在 Python 中使用 Beautifulsoup 时如何排除不需要的标签答案

【问题标题】：How to exclude unwanted tags when using Beautifulsoup in Python在 Python 中使用 Beautifulsoup 时如何排除不需要的标签
【发布时间】：2021-11-18 17:53:56
【问题描述】：

我正在使用 Beautifulsoup 在 Indeed.com 上练习 python 抓取。

使用 [div class companyLocation] 提取“工作地点”时，我想要的是在'div class="companyLocation"'之后获取位置字符串。（在下面的 html 中，“美国”）

但在某些情况下，有额外的“a aria-label”或“span”子句包含不需要的字符串，例如“+1 location”等。

我不知道如何摆脱这些。所以我征求你的意见。

<div class="companyLocation">United States
<span><a aria-label="Same Python Developer job in 1 other location" class="more_loc" href="/addlLoc/redirect?tk=1fgg7b6pa306m001&amp;jk=d724dab9a2d2af2c&amp;dest=%2Fjobs%3Fq%3Dpython%26limit%3D50%26grpKey%3DkAO5nvwVmAPOkxWgAwHyBwN0Y2w%253D" rel="nofollow">
+1 location</a></span>

<span class="remote-bullet">•</span><span>Remote</span></div>, United States+1 location•Remote

这是我的 Python 代码供您参考。问题出现了'if a.string is None:' case.

您可以使用以下代码看到上面的 div + span html 子句：打印（f“{a}，{a.text}”）

import requests
from bs4 import BeautifulSoup

url = "https://www.indeed.com/jobs?q=python&limit=50"
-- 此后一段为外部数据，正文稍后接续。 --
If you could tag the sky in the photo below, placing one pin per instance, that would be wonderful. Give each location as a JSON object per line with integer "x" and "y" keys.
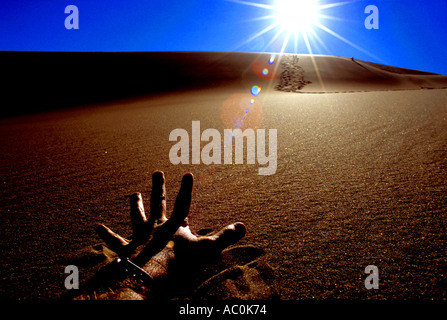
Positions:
{"x": 411, "y": 33}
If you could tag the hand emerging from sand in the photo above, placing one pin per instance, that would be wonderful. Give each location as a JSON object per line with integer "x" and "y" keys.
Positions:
{"x": 153, "y": 234}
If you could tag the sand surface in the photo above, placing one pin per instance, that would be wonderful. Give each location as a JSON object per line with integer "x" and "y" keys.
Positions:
{"x": 361, "y": 178}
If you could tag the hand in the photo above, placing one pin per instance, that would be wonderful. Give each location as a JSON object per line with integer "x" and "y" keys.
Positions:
{"x": 151, "y": 235}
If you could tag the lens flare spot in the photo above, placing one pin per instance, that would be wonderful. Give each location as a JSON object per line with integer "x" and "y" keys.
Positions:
{"x": 241, "y": 111}
{"x": 255, "y": 90}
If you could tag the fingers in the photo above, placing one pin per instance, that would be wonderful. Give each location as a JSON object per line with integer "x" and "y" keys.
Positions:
{"x": 158, "y": 197}
{"x": 114, "y": 241}
{"x": 138, "y": 218}
{"x": 165, "y": 232}
{"x": 181, "y": 206}
{"x": 226, "y": 237}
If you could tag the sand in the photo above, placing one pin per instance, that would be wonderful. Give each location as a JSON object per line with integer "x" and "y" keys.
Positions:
{"x": 360, "y": 177}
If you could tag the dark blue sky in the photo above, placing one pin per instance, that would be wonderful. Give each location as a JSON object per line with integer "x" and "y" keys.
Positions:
{"x": 411, "y": 34}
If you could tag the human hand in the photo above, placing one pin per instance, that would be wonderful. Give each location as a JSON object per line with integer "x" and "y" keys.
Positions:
{"x": 151, "y": 235}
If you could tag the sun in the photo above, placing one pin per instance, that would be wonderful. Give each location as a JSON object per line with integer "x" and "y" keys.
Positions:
{"x": 296, "y": 23}
{"x": 296, "y": 16}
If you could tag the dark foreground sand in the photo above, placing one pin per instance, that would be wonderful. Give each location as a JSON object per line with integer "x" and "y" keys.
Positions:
{"x": 361, "y": 180}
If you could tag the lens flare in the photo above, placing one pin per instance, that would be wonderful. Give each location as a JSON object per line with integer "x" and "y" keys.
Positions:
{"x": 241, "y": 111}
{"x": 255, "y": 90}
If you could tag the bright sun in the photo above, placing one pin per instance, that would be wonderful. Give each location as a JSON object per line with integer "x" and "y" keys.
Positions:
{"x": 296, "y": 16}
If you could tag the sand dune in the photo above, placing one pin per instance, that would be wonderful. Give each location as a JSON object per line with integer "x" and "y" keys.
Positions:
{"x": 360, "y": 180}
{"x": 39, "y": 81}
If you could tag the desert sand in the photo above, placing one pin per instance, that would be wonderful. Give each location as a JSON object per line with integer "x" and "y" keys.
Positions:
{"x": 360, "y": 180}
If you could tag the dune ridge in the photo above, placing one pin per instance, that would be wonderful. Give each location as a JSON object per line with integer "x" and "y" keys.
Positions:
{"x": 40, "y": 81}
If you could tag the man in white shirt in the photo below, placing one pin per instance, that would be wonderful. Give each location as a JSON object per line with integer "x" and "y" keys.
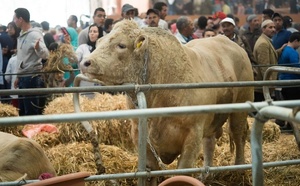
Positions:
{"x": 152, "y": 18}
{"x": 163, "y": 11}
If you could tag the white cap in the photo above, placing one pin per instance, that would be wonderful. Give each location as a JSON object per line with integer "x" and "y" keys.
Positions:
{"x": 228, "y": 20}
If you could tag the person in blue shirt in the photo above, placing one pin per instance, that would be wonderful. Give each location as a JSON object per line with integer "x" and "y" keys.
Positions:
{"x": 282, "y": 35}
{"x": 290, "y": 58}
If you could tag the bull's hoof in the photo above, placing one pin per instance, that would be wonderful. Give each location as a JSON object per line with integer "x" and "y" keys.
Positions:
{"x": 181, "y": 180}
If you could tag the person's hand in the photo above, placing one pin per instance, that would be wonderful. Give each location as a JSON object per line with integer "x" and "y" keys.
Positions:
{"x": 282, "y": 47}
{"x": 16, "y": 83}
{"x": 37, "y": 44}
{"x": 5, "y": 50}
{"x": 67, "y": 38}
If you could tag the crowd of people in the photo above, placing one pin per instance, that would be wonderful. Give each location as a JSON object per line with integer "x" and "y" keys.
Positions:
{"x": 237, "y": 7}
{"x": 268, "y": 38}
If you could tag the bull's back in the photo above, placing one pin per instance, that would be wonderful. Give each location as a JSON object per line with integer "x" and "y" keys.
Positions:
{"x": 221, "y": 57}
{"x": 21, "y": 155}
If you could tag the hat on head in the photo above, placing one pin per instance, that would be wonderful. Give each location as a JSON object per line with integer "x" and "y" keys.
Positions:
{"x": 127, "y": 7}
{"x": 228, "y": 20}
{"x": 220, "y": 15}
{"x": 151, "y": 10}
{"x": 251, "y": 17}
{"x": 265, "y": 22}
{"x": 287, "y": 19}
{"x": 276, "y": 15}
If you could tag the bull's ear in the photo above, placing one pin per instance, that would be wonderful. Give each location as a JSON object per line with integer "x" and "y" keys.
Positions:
{"x": 141, "y": 43}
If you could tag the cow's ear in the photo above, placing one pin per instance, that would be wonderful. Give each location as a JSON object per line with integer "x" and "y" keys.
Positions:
{"x": 141, "y": 43}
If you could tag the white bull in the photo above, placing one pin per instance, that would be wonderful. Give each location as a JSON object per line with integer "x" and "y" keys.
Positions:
{"x": 153, "y": 56}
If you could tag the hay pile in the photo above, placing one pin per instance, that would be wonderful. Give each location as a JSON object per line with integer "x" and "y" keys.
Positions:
{"x": 110, "y": 132}
{"x": 7, "y": 110}
{"x": 75, "y": 157}
{"x": 69, "y": 151}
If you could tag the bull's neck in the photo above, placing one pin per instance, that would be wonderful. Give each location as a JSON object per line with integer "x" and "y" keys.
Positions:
{"x": 145, "y": 67}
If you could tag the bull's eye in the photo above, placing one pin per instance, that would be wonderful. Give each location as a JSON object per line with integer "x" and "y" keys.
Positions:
{"x": 121, "y": 46}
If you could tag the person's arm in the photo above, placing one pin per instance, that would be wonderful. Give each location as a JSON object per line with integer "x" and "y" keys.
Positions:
{"x": 70, "y": 80}
{"x": 262, "y": 57}
{"x": 79, "y": 53}
{"x": 40, "y": 48}
{"x": 294, "y": 59}
{"x": 83, "y": 37}
{"x": 8, "y": 78}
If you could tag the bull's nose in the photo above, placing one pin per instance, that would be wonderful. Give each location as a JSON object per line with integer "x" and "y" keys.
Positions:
{"x": 87, "y": 63}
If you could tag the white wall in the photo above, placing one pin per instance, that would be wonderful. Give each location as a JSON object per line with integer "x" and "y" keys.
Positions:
{"x": 56, "y": 12}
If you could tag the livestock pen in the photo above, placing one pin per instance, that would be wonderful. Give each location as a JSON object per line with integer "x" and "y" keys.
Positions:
{"x": 267, "y": 110}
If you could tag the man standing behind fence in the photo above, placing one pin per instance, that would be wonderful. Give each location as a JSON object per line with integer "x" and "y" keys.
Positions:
{"x": 31, "y": 50}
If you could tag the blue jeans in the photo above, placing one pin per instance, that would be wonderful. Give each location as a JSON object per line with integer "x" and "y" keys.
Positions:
{"x": 30, "y": 104}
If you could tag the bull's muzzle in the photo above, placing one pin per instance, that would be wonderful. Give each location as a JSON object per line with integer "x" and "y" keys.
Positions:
{"x": 87, "y": 63}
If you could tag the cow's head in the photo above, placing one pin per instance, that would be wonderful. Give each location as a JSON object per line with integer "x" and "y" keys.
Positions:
{"x": 119, "y": 56}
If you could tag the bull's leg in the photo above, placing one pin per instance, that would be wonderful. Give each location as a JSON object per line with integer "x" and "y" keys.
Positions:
{"x": 238, "y": 128}
{"x": 191, "y": 150}
{"x": 208, "y": 150}
{"x": 152, "y": 165}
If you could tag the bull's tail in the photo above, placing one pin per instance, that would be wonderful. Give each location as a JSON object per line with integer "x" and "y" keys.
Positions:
{"x": 92, "y": 135}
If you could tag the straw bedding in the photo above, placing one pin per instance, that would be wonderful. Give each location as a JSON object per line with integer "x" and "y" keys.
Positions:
{"x": 69, "y": 151}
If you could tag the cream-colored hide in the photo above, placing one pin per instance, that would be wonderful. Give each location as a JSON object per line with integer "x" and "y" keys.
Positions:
{"x": 22, "y": 156}
{"x": 120, "y": 58}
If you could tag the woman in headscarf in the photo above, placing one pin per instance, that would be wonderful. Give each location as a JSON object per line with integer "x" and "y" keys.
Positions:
{"x": 84, "y": 50}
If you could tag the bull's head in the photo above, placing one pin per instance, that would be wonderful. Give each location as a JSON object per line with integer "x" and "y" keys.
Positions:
{"x": 119, "y": 56}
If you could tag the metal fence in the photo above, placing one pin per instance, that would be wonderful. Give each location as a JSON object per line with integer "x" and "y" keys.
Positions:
{"x": 266, "y": 110}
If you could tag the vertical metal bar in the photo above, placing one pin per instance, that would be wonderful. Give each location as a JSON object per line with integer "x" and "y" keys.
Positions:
{"x": 256, "y": 137}
{"x": 256, "y": 151}
{"x": 143, "y": 134}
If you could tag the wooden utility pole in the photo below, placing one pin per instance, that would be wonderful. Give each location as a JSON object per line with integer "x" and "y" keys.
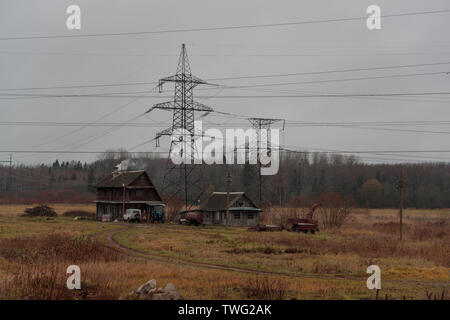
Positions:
{"x": 400, "y": 186}
{"x": 228, "y": 182}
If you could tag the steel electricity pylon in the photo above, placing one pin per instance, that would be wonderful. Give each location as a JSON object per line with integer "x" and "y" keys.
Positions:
{"x": 261, "y": 124}
{"x": 182, "y": 179}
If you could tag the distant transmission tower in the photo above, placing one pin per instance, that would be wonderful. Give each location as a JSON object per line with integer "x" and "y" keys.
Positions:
{"x": 259, "y": 124}
{"x": 182, "y": 180}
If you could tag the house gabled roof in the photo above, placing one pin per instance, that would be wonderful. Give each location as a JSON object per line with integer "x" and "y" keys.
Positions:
{"x": 217, "y": 201}
{"x": 122, "y": 178}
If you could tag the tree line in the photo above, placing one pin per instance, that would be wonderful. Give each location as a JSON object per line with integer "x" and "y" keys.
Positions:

extracts_url = requests.get(url)
extracts_soup = BeautifulSoup(extracts_url.text, 'html.parser')
soup_jobs = extracts_soup.find_all("div", {"class": "job_seen_beacon"})

for soup_job in soup_jobs:
    for a in soup_job.select("div.companyLocation"):
        if a.string is not None:
            pass

        #problem(below)
        if a.string is None:
            print(f"{a}, {a.text}")

【问题讨论】：

标签： python python-3.x beautifulsoup python-requests

【解决方案1】：

您混淆了if 语句，请尝试以下操作：

import requests
from bs4 import BeautifulSoup

url = "https://www.indeed.com/jobs?q=python&limit=50"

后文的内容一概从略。